Malgré ses efforts pour s'intégrer à la nouvelle Russie, Prokofiev ne fut pas à l'abri des persécutions. Le filet de l'oppression commença à se refermer sur le compositeur pendant la Seconde Guerre mondiale (1939-45), lorsque sa première femme fut arrêtée, soupçonnée d'espionnage; elle fut jugée coupable et envoyée dans un camp de travail en Sibérie. Finalement, Prokofiev lui-même fut publiquement qualifié de traître pour ses "perversions formalistes" (Wade-Matthews, 471), quoi que cela ait pu signifier. Néanmoins, Prokofiev continua de composer et fournit, entre autres, la musique du film Ivan le Terrible en 1947, écrivit deux autres symphonies et deux autres ballets : Zolushka (Cendrillon), créé en 1945, et Kamennyy tsvetok (La fleur de pierre), créé en 1954. Une autre œuvre tardive fut écrite pour le violoncelliste virtuose Mstislav Rostropovitch (1927-2007), la Symphonie-Concerto pour violoncelle et orchestre (1952). Toutes ces œuvres tardives portent l'empreinte de la politique soviétique à l'égard des arts, dont la principale conséquence fut un manque presque total d'innovation.
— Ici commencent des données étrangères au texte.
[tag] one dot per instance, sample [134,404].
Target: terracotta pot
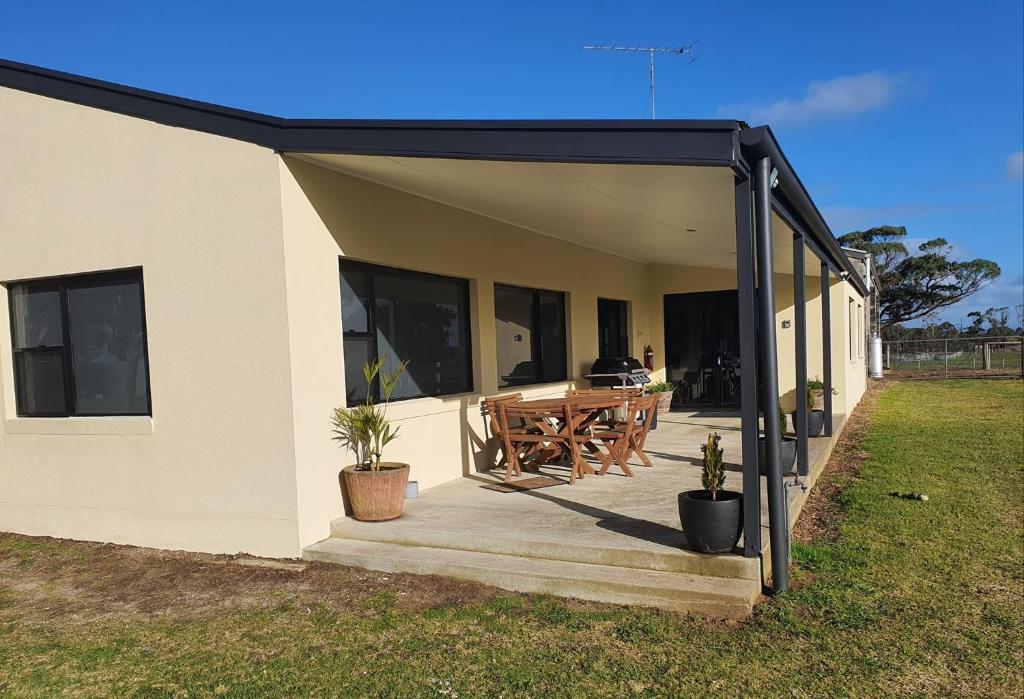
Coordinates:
[376,495]
[664,401]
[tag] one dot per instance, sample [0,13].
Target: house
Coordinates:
[194,288]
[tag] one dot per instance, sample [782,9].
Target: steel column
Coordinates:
[800,333]
[777,525]
[748,367]
[826,345]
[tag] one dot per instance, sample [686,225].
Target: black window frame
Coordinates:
[62,285]
[371,270]
[536,348]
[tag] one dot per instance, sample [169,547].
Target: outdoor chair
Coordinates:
[554,427]
[489,407]
[623,438]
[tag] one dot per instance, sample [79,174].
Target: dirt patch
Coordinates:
[99,579]
[821,515]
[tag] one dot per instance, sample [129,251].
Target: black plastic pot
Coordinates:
[712,526]
[787,455]
[815,422]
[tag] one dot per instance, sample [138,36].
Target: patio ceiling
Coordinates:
[681,215]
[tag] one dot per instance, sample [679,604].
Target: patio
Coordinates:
[608,538]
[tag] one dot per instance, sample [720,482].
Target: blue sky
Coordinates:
[901,113]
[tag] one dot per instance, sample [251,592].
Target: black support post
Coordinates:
[826,345]
[777,525]
[800,334]
[748,367]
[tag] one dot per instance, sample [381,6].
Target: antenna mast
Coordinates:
[684,50]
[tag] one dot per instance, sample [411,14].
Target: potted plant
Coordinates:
[787,448]
[815,406]
[712,518]
[375,489]
[664,391]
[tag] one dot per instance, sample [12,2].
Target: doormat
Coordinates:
[524,484]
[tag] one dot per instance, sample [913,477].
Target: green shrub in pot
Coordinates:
[664,391]
[713,517]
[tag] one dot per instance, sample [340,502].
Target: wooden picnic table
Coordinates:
[590,409]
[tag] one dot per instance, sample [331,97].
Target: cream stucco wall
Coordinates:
[213,470]
[239,249]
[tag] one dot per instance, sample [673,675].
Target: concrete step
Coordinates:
[716,597]
[631,554]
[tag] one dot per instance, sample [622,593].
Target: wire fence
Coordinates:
[953,357]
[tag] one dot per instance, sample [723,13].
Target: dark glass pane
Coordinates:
[108,347]
[612,331]
[552,331]
[423,319]
[358,351]
[701,336]
[514,337]
[354,300]
[40,381]
[36,312]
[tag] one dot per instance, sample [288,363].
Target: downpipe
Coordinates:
[788,523]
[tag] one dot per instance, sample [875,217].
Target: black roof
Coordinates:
[705,142]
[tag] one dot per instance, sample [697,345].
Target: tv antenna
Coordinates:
[684,50]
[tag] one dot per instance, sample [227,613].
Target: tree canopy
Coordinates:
[911,286]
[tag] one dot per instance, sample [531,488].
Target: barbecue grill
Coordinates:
[617,373]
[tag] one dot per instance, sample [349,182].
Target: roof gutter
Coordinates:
[760,142]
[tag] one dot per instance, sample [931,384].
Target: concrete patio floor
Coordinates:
[612,530]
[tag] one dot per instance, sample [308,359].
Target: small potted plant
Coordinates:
[713,517]
[664,391]
[375,489]
[816,394]
[787,448]
[815,407]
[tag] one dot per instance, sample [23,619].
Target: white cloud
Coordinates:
[844,219]
[1015,166]
[840,96]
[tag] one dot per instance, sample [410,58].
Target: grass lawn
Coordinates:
[900,598]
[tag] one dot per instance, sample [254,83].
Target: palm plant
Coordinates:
[365,429]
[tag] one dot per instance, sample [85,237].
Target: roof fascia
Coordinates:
[793,198]
[711,142]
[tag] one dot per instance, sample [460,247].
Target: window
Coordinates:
[530,336]
[400,315]
[612,329]
[79,346]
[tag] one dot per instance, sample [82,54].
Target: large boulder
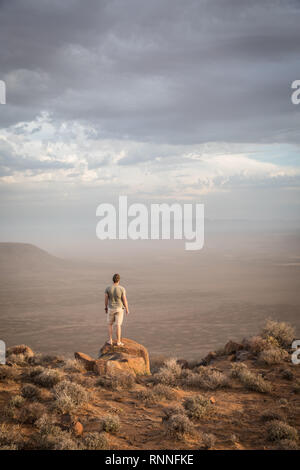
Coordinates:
[132,357]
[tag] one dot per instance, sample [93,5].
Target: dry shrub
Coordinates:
[117,381]
[52,437]
[10,437]
[94,441]
[178,425]
[8,373]
[156,362]
[169,373]
[156,394]
[47,360]
[272,356]
[207,379]
[111,423]
[208,440]
[279,430]
[197,406]
[287,374]
[31,392]
[31,413]
[73,365]
[283,332]
[68,396]
[47,378]
[249,379]
[172,410]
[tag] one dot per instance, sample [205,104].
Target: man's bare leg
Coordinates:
[118,333]
[110,330]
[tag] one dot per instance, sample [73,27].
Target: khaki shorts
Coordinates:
[115,316]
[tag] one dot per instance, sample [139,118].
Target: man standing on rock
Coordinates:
[115,301]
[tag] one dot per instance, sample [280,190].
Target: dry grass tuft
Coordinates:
[282,332]
[249,379]
[197,406]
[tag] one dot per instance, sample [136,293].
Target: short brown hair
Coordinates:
[116,277]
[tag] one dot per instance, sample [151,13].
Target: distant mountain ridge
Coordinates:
[25,256]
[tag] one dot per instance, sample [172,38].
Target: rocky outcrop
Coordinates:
[132,357]
[20,349]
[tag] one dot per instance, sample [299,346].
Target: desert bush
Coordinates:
[172,410]
[31,392]
[47,378]
[10,437]
[13,405]
[31,413]
[287,444]
[17,359]
[178,425]
[117,381]
[249,379]
[68,396]
[17,401]
[8,373]
[164,392]
[46,360]
[208,440]
[94,441]
[110,423]
[278,430]
[270,415]
[156,362]
[157,393]
[207,378]
[169,373]
[147,396]
[52,437]
[272,356]
[197,406]
[283,332]
[287,374]
[73,365]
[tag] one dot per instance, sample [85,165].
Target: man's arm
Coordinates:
[124,300]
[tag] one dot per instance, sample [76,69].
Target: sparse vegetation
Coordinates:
[69,396]
[94,441]
[197,406]
[279,430]
[249,379]
[177,425]
[282,332]
[31,392]
[47,378]
[207,379]
[31,413]
[111,423]
[169,373]
[8,373]
[52,437]
[272,356]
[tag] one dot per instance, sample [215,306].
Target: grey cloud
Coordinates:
[155,71]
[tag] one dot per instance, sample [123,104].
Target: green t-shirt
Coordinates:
[115,296]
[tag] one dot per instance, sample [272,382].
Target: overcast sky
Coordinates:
[160,100]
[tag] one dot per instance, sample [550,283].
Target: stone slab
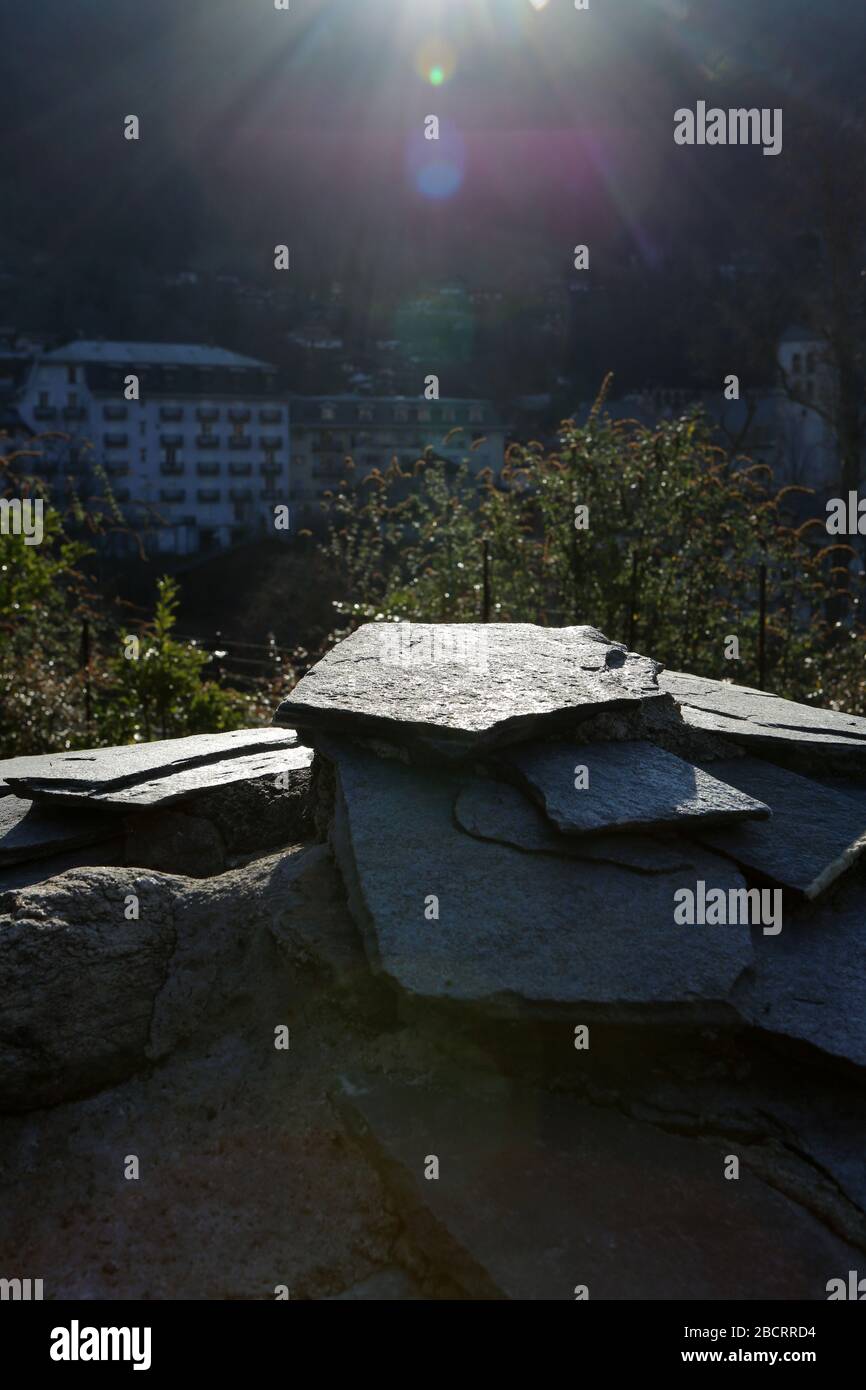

Œuvres les plus célèbres de Prokofiev
Les œuvres les plus célèbres de Sergueï Prokofiev sont les suivantes (les dates de création sont indiquées entre parenthèses) :
2 concertos pour violon
5 concertos pour piano
7 symphonies
Lyubov k tryom apelsinam - L'amour pour trois oranges, opéra (1921)
Poruchik Kizhe - Suite orchestrale du lieutenant Kijé (1934)
Romeo i Dzhulyetta - Ballet Roméo et Juliette (1938)
Petya i volk - conte symphonique Pierre et le Loup (1936)
Zolushka - ballet Cendrillon (1945)
Voyna i mir - Opéra Guerre et Paix (1946)
Mort et héritage
Prokofiev fut victime d'une crise cardiaque en 1941. Il tomba sur scène alors qu'il dirigeait un orchestre en 1945 et ne fut plus jamais le même. Sergei Prokofiev mourut d'une hémorragie cérébrale à Moscou le 5 mars 1953, le jour même du décès du dirigeant soviétique Joseph Staline. Le compositeur fut enterré au cimetière de Novodievitchi à Moscou.
Prokofiev reste aujourd'hui l'un des compositeurs les plus joués du XXe siècle. Sa musique énigmatique continue de fasciner par sa grande variété, comme le souligne l'Encyclopédie de la musique classique:
La musique de Prokofiev oscille entre rythme moteur et lyrisme, entre ironie et sincérité expressive. Cela confère à ses compositions une extrême variété: des œuvres composées en temps rapproché, voire des mouvements adjacents d'une même œuvre, ont des caractères tout à fait différents.
(362)
Comme Prokofiev le savait lui-même, c'est son innovation qui a assuré la longévité de sa musique:
Ne composer que selon les règles établies par les compositeurs classiques du passé, c'est n'être qu'un élève et non un maître. Un tel compositeur est facilement compris par ses contemporains mais il n'a aucune chance de survivre à sa génération.